"The reaction, right at the beginning, we always say, "Oh my God, not another one,'" said Matlub Ahmad, a member of the Center's board of trustees. "This is one of the saddest moments."
Ahmad said mosque leaders have spoken with local law enforcement to assess the situation. Those in attendance at Friday's service seemed undaunted and the center was brimming with faithfuls and visitors.
"We are blessed in the Quad Cities, we have good relationships with all communities, all faith groups. We live in a very safe community," he said.
He said the attacks on the other side of the equator gave locals pause and has renewed the community's resolve to continue to build bridges.
Safety, he said, "it's sort of something you have to struggle to establish."
He says the Islamic Center has had a long history of working with people and groups of other faiths to facilitate understanding.
"We have long tradition in this mosque to educate people how to work together in peace, how to encourage people to learn about each other and to foster human touch with people," he said.
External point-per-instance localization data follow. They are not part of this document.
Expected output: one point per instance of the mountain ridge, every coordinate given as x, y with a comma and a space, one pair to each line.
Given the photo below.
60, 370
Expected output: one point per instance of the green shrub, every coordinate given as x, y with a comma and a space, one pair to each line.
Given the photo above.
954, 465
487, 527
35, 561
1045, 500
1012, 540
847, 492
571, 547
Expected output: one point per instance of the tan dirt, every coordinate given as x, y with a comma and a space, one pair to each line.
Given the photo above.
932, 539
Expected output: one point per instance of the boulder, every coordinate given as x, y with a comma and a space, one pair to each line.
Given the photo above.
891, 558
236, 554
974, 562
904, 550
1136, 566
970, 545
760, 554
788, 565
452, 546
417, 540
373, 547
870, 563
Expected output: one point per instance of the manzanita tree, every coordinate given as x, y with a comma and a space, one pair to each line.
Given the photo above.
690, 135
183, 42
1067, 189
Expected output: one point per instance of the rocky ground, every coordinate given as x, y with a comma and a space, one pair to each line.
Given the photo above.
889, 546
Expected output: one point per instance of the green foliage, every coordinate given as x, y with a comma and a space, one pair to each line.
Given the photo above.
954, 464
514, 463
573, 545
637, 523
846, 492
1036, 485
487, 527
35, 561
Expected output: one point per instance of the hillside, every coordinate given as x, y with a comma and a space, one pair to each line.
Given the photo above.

Students from Augustana College studying politics in the Arab world happened to visit the Center on Friday for a tour scheduled long before the Christchurch attacks happened. They listened to a sermon given by a visiting Imam from Florida, as the Islamic Center is currently without one, followed by a conversation with the imam and local leaders.
Professor Mariano Magalhaes who led the class says it's not the first time he has come here with students, and the impact has always been tremendous.
"It’s always a very powerful experience, because most have never come to a mosque," he said. Students see that it's much like any other faith or their own, he added.
Ahmad says he and mosque leaders are working with other faith leaders to renew their pledge to eliminate hatred among people.
The center is hosting an interfaith vigil on Sunday at 5 P.M. and invites community members of all faiths to attend, on that day, or any other day.